TikTok has become a cause for concern for the Government over recent years, with security concerns leading to the app being banned from official electronic devices and the UK Parliament’s network.

Some Whitehall departments continue to use TikTok, with Defence Secretary Grant Shapps being a noted enthusiast for the platform, although his spokeswoman said he does not use it on official devices.

Following the decision to ban TikTok from Government devices, Mr Shapps’ spokeswoman said: “He is concerned that representatives of the people who deliberately choose not to engage with the public on the platforms that they actually use are unlikely to continue to represent these voters for long.”

Coronavirus – Tue Mar 23, 2021
MPs said the Government should build on the example set by Sir Patrick Vallance and Sir Chris Whitty during the pandemic and let experts talk directly to the media (Hannah McKay/PA)

Along with developing a strategy for engaging young people on the platforms they use, the committee urged the Government to make more use of “the vast number of experts it employs”, building on the role played by Sir Chris Whitty and Sir Patrick Vallance during the Covid-19 pandemic.

They also called for the Government to be more transparent in publishing the evidence it used in making policy, especially in areas that are frequently subject to misinformation, in an effort to boost trust.

Committee chairwoman Dame Caroline Dinenage said: “With the spread of misinformation on social media remaining a very real problem, it’s more important than ever that communities across the country have access to accurate and authoritative information that is communicated in an open and relatable way.

“There are lessons to be learnt from the pandemic where scientists played a critical role in communications.
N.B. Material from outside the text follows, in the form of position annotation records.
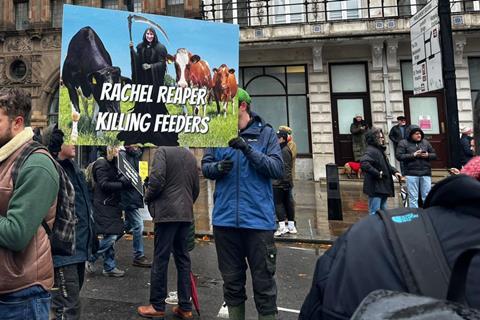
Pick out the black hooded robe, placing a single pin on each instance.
(155, 55)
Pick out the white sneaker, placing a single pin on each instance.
(172, 298)
(280, 232)
(292, 230)
(90, 267)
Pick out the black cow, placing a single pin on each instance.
(88, 66)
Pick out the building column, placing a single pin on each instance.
(320, 114)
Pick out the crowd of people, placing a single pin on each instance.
(253, 191)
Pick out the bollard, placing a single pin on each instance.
(334, 200)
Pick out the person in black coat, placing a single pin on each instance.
(416, 153)
(109, 184)
(398, 133)
(362, 260)
(131, 202)
(466, 151)
(149, 64)
(378, 181)
(69, 271)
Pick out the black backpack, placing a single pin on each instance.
(62, 236)
(433, 290)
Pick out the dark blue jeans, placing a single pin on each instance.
(171, 237)
(32, 303)
(134, 223)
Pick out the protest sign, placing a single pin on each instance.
(131, 78)
(129, 172)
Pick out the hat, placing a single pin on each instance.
(243, 96)
(282, 134)
(286, 128)
(472, 168)
(466, 130)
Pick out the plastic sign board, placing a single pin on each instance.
(426, 52)
(143, 169)
(129, 172)
(131, 78)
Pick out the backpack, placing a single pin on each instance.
(417, 250)
(62, 236)
(89, 175)
(385, 304)
(433, 291)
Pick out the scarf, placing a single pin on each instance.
(13, 145)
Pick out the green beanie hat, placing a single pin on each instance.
(243, 96)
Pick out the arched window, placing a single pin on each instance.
(279, 96)
(56, 8)
(53, 109)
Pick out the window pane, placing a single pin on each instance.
(137, 6)
(272, 109)
(279, 11)
(423, 113)
(407, 76)
(110, 4)
(250, 73)
(296, 80)
(277, 72)
(297, 112)
(264, 86)
(352, 6)
(474, 70)
(334, 9)
(347, 110)
(348, 78)
(21, 15)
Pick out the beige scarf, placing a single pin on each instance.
(19, 140)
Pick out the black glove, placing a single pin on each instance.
(125, 181)
(239, 143)
(225, 166)
(145, 183)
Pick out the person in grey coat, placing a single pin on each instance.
(378, 182)
(173, 187)
(358, 129)
(416, 153)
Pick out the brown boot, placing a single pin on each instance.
(182, 314)
(150, 312)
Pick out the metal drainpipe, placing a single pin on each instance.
(388, 105)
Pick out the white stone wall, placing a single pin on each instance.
(320, 120)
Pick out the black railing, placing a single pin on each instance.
(251, 13)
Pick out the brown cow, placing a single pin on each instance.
(224, 87)
(191, 71)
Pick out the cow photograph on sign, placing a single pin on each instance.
(132, 78)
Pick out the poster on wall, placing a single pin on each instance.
(425, 123)
(131, 78)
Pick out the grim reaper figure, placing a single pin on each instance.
(148, 68)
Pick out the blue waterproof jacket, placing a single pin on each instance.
(243, 197)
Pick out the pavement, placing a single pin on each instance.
(118, 298)
(311, 210)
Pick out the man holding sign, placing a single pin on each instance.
(132, 201)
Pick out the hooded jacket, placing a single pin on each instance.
(372, 162)
(244, 196)
(414, 166)
(362, 259)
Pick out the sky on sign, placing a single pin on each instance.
(216, 43)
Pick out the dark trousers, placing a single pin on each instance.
(171, 237)
(68, 281)
(236, 247)
(284, 204)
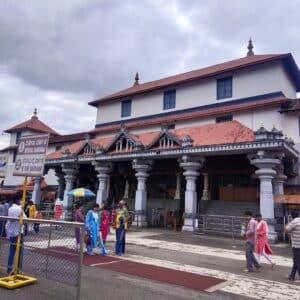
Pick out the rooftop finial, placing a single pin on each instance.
(136, 79)
(35, 113)
(250, 48)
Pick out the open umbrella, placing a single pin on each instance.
(81, 192)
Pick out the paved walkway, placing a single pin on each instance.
(197, 254)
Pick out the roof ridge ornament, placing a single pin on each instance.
(187, 141)
(34, 113)
(250, 48)
(123, 127)
(136, 79)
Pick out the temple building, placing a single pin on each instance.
(227, 133)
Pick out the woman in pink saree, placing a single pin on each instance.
(104, 225)
(262, 246)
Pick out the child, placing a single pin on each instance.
(36, 226)
(120, 234)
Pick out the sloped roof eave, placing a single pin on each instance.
(134, 90)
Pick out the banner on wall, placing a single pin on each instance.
(3, 163)
(31, 155)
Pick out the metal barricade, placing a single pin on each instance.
(219, 224)
(49, 249)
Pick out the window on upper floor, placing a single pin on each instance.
(168, 126)
(226, 118)
(126, 108)
(224, 88)
(169, 99)
(14, 155)
(18, 136)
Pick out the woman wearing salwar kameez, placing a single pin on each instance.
(92, 228)
(262, 246)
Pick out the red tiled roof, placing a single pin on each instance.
(211, 134)
(67, 137)
(35, 124)
(194, 75)
(290, 106)
(7, 192)
(193, 115)
(214, 134)
(14, 147)
(73, 148)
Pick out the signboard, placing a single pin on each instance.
(3, 164)
(31, 155)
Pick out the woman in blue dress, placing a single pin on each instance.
(92, 228)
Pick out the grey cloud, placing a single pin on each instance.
(58, 55)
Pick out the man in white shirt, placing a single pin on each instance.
(12, 231)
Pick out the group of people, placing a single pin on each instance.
(257, 245)
(97, 226)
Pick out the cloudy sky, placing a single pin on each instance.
(58, 55)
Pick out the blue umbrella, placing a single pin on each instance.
(81, 192)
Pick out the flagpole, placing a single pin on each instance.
(18, 246)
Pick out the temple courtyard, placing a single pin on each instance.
(164, 264)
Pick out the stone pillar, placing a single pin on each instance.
(126, 192)
(103, 169)
(278, 181)
(205, 193)
(61, 184)
(265, 162)
(191, 165)
(70, 170)
(36, 194)
(178, 186)
(142, 168)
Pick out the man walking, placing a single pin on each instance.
(294, 229)
(12, 232)
(250, 235)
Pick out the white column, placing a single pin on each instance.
(126, 192)
(205, 187)
(61, 183)
(70, 170)
(36, 194)
(142, 168)
(103, 169)
(265, 163)
(279, 180)
(178, 186)
(191, 165)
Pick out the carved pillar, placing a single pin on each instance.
(36, 194)
(142, 168)
(103, 169)
(61, 183)
(126, 192)
(178, 186)
(205, 193)
(265, 162)
(279, 180)
(70, 170)
(191, 165)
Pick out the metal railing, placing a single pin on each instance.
(219, 224)
(49, 249)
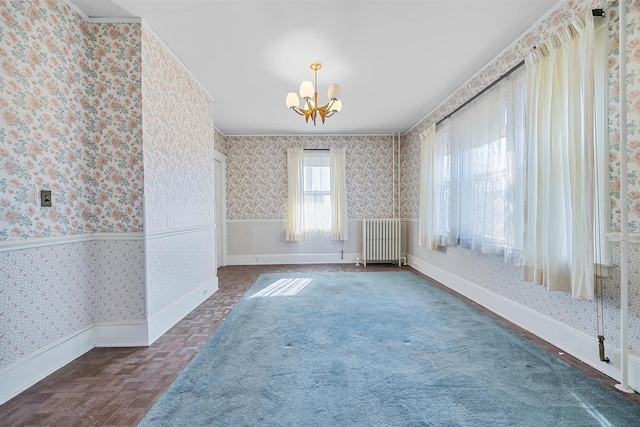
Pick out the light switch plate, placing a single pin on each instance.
(45, 198)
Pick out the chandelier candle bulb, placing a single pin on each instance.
(309, 95)
(306, 90)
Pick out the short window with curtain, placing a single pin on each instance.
(317, 192)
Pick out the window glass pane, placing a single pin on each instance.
(317, 192)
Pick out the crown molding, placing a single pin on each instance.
(101, 20)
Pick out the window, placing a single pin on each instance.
(317, 192)
(479, 171)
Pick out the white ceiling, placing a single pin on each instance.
(396, 60)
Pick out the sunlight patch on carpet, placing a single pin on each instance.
(284, 287)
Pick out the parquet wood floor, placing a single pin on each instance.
(118, 386)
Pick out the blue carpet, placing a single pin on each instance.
(376, 349)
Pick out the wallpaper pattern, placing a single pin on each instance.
(178, 142)
(221, 143)
(257, 174)
(49, 293)
(71, 122)
(493, 274)
(260, 238)
(177, 265)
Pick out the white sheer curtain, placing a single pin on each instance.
(295, 202)
(479, 172)
(490, 167)
(317, 192)
(339, 227)
(558, 246)
(427, 227)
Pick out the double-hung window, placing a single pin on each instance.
(479, 171)
(317, 192)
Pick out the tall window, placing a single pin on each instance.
(479, 171)
(317, 191)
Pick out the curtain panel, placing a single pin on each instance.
(558, 239)
(339, 227)
(295, 201)
(478, 174)
(428, 215)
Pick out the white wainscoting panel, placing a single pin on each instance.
(263, 242)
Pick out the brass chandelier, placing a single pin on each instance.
(309, 95)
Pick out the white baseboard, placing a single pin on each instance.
(121, 334)
(19, 376)
(165, 319)
(22, 374)
(571, 341)
(332, 258)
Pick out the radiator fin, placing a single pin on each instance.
(381, 240)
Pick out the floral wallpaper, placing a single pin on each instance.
(178, 142)
(516, 53)
(71, 123)
(267, 238)
(257, 174)
(491, 272)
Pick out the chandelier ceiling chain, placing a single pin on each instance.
(309, 94)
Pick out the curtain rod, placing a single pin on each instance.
(594, 12)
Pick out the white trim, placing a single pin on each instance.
(633, 237)
(249, 221)
(323, 135)
(178, 60)
(87, 18)
(25, 372)
(163, 320)
(38, 242)
(570, 340)
(270, 259)
(134, 333)
(491, 62)
(177, 231)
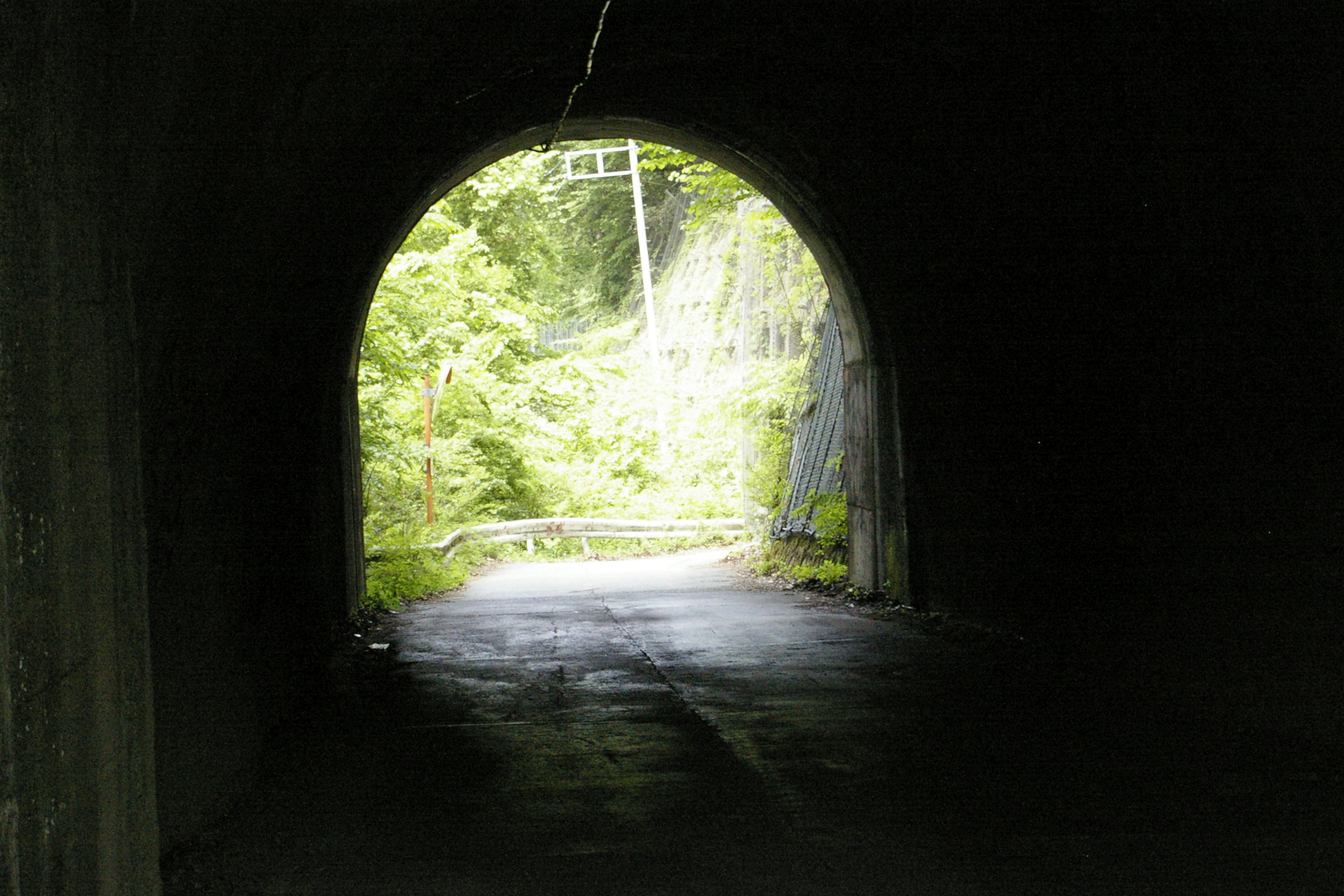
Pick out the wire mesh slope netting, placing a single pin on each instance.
(818, 440)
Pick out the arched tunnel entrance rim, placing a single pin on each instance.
(873, 471)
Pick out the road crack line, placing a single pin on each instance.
(787, 798)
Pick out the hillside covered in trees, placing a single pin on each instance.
(527, 285)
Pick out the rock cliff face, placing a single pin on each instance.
(1100, 253)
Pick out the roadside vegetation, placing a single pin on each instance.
(527, 285)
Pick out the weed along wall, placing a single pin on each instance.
(1085, 265)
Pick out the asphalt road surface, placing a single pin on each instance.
(660, 726)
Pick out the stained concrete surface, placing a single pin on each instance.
(668, 726)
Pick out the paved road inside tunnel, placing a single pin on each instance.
(660, 726)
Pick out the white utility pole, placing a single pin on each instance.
(646, 274)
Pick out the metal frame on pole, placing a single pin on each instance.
(646, 274)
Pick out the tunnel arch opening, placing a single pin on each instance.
(874, 481)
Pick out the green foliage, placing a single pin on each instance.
(527, 432)
(717, 190)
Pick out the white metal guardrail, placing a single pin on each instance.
(584, 528)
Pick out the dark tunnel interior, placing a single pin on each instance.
(1089, 266)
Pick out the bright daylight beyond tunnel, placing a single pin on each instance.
(512, 369)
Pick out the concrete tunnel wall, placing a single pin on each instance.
(1100, 252)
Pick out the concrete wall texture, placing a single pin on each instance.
(1099, 249)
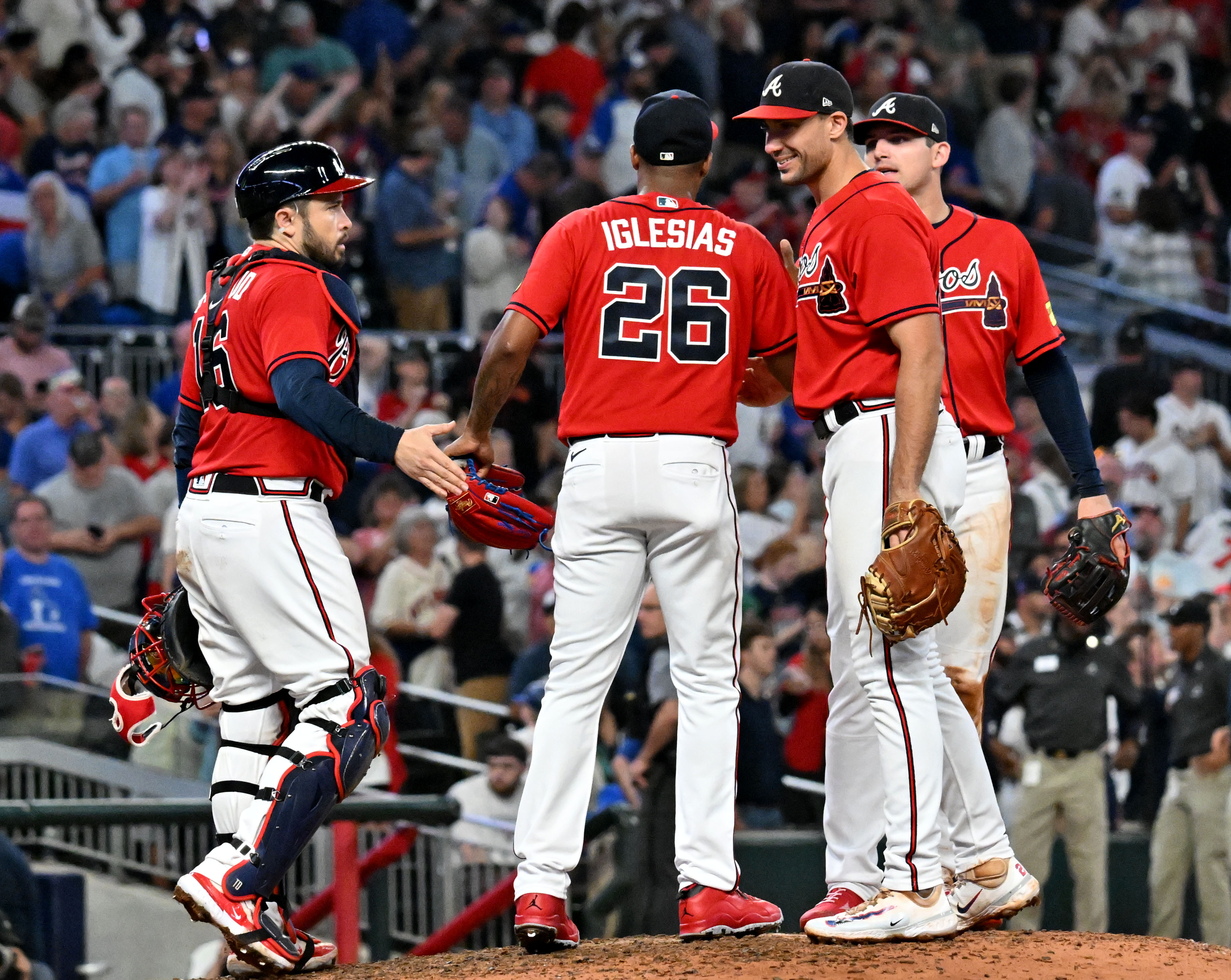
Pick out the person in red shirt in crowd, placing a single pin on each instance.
(568, 69)
(750, 203)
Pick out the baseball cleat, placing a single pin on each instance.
(838, 900)
(542, 924)
(254, 930)
(888, 918)
(708, 913)
(997, 889)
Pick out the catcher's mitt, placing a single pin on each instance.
(916, 584)
(493, 513)
(1090, 579)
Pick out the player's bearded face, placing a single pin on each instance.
(800, 148)
(327, 227)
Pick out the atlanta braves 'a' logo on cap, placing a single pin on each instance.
(829, 291)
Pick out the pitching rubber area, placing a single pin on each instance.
(974, 956)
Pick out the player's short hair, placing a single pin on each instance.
(751, 630)
(502, 745)
(261, 227)
(1142, 402)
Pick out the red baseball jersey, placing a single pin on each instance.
(868, 260)
(281, 309)
(994, 304)
(663, 301)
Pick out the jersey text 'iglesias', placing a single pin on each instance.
(868, 260)
(994, 304)
(663, 301)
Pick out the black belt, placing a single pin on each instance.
(231, 483)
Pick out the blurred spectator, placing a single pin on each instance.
(495, 263)
(535, 663)
(412, 241)
(524, 190)
(472, 159)
(807, 684)
(1159, 254)
(653, 772)
(1169, 121)
(1120, 183)
(1159, 472)
(568, 69)
(584, 189)
(46, 595)
(670, 68)
(495, 111)
(115, 399)
(69, 150)
(42, 449)
(372, 25)
(612, 125)
(410, 586)
(101, 514)
(1191, 831)
(26, 352)
(1158, 31)
(490, 796)
(328, 56)
(1005, 153)
(471, 618)
(1127, 375)
(1064, 682)
(116, 181)
(1202, 425)
(64, 253)
(760, 754)
(374, 371)
(177, 223)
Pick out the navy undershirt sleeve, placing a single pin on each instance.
(184, 439)
(1054, 386)
(312, 403)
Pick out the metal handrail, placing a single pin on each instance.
(429, 809)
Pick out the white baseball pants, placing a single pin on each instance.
(971, 813)
(632, 510)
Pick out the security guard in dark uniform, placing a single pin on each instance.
(1192, 829)
(1063, 681)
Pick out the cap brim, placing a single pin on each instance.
(863, 126)
(344, 184)
(776, 112)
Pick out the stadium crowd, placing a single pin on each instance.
(1105, 127)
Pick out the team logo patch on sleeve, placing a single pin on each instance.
(829, 291)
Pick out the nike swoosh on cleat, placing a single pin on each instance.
(964, 909)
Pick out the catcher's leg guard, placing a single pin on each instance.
(321, 763)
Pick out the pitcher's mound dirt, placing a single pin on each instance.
(995, 956)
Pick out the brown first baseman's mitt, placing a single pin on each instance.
(916, 584)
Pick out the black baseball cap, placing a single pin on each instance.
(674, 129)
(915, 112)
(797, 90)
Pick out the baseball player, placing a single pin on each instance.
(665, 299)
(994, 304)
(868, 370)
(268, 430)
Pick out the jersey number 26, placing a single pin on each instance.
(697, 328)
“The Government is missing a trick in not giving them a larger public role in the battle to counter misinformation.”

A Government spokesperson said: “We use a range of channels to reach people directly on the platforms they spend the most time on.

“This includes through marketing on digital and social media platforms, including those which attract younger audiences.

“Once implemented the Online Safety Act will also help tackle the root cause of disinformation by requiring social media platforms to swiftly remove illegal misinformation and disinformation as soon as they become aware of it.”

A spokesperson from TikTok said: “Millions of people come to TikTok to be entertained and informed, so we take down harmful misinformation, provide authoritative content through initiatives like election centres and our new Science, Technology, Engineering and Maths feed and also run media literacy campaigns to help our community tell fact from fiction.

“More and more politicians and public bodies are joining TikTok so that they can provide users with reliable information about their campaigns, causes and policies, so we welcome this report’s recommendation that the Government should engage with the public on whatever platform they choose to use.”